貧血、冷え症は共通の疾患のようにいわれていますが、冷え症は末梢の血液循環が悪い状態を指します。貧血を伴う冷え症もありますが、他に自律神経の緊張が強いために血管の内径が狭くなり、血液の保有と循環が悪くなり冷たく感じることもあります。
また「頭に血がのぼって手足が冷たい」とよくいいますが、どこかで血液をたくさん必要としている場合には胃や手足へ行く血液が少なくなります。そうすると胃の働きが鈍り食欲不振になったり、消化不良を起こします。また足先がしびれたり、お風呂で温まったり、コタツを入れてもいっこうに暖かく感じないといった症状が表れてきます。

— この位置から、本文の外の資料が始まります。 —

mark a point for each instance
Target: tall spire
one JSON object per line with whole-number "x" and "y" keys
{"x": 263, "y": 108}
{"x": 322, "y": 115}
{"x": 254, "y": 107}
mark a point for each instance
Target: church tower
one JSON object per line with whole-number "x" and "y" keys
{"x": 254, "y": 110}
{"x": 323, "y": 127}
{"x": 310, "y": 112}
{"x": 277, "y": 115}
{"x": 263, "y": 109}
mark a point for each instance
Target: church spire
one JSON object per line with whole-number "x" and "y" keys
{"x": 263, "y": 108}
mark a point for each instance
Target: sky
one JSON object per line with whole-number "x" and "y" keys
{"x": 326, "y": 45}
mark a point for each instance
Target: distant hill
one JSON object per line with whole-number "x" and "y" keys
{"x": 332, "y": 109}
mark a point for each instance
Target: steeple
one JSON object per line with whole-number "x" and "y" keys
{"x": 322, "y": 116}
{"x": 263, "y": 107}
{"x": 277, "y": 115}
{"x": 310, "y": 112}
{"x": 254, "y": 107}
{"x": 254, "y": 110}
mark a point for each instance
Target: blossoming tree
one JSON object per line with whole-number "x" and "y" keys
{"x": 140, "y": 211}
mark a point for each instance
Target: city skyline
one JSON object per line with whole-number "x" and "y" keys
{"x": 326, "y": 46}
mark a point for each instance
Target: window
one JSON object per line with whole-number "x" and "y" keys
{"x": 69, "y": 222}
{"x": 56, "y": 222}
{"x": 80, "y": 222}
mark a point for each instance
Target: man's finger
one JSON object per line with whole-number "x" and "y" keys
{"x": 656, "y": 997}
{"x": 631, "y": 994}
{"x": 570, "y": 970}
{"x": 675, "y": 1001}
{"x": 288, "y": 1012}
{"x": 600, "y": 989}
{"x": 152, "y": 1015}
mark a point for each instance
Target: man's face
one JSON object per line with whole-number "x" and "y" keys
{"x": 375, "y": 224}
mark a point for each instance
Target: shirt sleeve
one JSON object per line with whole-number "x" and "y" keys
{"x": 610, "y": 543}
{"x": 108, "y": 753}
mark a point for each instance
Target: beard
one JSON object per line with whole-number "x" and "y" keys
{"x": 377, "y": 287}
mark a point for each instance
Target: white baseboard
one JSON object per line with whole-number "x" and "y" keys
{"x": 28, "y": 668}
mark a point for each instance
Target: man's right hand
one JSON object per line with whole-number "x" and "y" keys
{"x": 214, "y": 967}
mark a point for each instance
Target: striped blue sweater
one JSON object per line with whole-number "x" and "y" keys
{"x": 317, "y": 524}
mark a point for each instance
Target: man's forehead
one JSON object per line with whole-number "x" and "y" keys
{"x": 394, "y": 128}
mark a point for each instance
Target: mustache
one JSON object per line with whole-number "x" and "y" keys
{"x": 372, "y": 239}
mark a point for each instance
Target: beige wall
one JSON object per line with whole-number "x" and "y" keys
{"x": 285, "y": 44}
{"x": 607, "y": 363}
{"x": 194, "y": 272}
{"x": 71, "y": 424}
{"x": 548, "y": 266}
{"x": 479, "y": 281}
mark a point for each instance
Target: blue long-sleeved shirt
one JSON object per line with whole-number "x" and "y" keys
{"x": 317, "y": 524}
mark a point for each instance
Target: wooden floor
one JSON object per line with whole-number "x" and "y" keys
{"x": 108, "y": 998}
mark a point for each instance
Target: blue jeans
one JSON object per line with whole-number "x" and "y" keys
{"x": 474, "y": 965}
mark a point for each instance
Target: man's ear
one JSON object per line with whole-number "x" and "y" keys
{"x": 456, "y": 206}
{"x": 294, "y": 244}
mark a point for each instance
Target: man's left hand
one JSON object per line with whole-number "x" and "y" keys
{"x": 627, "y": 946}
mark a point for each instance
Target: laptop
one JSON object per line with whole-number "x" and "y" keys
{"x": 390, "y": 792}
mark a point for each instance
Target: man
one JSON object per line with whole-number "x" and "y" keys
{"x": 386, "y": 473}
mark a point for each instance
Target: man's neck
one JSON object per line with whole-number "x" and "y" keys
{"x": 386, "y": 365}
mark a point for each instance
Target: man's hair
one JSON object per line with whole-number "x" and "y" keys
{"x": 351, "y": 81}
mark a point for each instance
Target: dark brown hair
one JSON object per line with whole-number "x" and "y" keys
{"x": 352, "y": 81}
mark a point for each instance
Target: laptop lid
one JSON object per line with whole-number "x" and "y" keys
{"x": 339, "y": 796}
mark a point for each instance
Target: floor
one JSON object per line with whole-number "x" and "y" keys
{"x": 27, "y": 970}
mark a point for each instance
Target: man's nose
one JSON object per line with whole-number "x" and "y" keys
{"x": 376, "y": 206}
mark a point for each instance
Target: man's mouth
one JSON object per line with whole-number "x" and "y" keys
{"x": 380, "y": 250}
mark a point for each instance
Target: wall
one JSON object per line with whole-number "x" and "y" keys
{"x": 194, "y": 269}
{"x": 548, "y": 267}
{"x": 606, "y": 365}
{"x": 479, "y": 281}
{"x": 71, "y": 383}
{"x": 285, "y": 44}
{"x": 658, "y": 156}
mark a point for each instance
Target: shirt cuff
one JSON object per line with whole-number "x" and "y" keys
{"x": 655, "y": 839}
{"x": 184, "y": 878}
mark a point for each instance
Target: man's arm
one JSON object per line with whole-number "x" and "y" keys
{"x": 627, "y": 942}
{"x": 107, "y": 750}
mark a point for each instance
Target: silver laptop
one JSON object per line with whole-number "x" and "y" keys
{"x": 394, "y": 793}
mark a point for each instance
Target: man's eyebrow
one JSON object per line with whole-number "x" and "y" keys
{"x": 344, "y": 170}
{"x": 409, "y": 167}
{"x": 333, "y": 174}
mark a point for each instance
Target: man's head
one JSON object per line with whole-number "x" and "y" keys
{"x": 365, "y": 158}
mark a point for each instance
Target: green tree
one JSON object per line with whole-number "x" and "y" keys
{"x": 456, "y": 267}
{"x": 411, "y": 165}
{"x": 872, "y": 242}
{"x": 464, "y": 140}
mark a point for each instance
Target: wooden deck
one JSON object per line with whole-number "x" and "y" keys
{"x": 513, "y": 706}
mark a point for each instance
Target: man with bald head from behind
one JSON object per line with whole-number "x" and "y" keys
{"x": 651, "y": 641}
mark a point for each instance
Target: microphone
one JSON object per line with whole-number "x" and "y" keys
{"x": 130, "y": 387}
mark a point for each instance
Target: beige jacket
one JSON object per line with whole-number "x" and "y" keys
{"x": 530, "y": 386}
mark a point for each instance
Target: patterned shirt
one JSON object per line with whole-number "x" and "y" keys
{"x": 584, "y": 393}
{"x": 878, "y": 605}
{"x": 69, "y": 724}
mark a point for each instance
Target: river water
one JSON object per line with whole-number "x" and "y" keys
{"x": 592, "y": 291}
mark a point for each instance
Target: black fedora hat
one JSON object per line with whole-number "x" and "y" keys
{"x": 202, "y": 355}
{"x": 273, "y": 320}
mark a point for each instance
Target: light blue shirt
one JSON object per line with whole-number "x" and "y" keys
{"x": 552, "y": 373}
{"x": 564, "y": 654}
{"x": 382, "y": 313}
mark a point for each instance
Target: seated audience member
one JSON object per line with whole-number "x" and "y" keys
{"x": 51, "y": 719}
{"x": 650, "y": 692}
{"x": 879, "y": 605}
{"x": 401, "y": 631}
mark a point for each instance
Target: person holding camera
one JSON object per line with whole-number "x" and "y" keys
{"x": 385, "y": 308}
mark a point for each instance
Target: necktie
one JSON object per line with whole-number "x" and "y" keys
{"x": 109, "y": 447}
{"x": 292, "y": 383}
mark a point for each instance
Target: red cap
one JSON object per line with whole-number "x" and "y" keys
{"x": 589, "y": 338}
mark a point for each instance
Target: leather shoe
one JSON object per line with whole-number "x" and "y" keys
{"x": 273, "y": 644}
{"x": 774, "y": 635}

心臓から送り出される動脈血は大変多いように思われがちですが、全血の20%にすぎません。残りの80%は毛細血管内や静脈血中に存在しているのです。手足が朝起きる時や夕方になるとむくんでくるというのは静脈血のうっ滞といえます。できるだけスムーズに毛細血管で赤血球の酸素の供給をすませ、早く静脈中に戻り、心臓に早く帰って来ることができれば、動脈血量を増やして、より温まった身体を保持することができるのです。
ところが、赤血球は心臓の送り出す血圧のポンプ圧によって勢いよく、動脈を通過して、いよいよ各細胞の前まで来て毛細血管という内径4から6ミクロン程の極めて細いパイプの中に入って行きます。(上図)毛細血管の中は圧力がかかっておりません。しかも赤血球は毛細血管の内径よりも大きく、自分自身をゴムまりのように柔らかく、変形してくぐり抜けて行かねばなりません。
健康人なら楽々と通過するのに、慢性病を持っていたり、更年期障害がひどい時や、気分的にストレスがかかっているような時は、赤血球は柔らかくならず、むしろ赤血球が硬くなっているのです。
これでは細い毛細血管を通過していくスピードが落ちてしまうために、細胞への酸素も十分に行き届かず、冷え症の症状も表れてきます。末梢循環がこのようにして悪化してきますと、しばしば肩こり、腰痛症も起こってきます。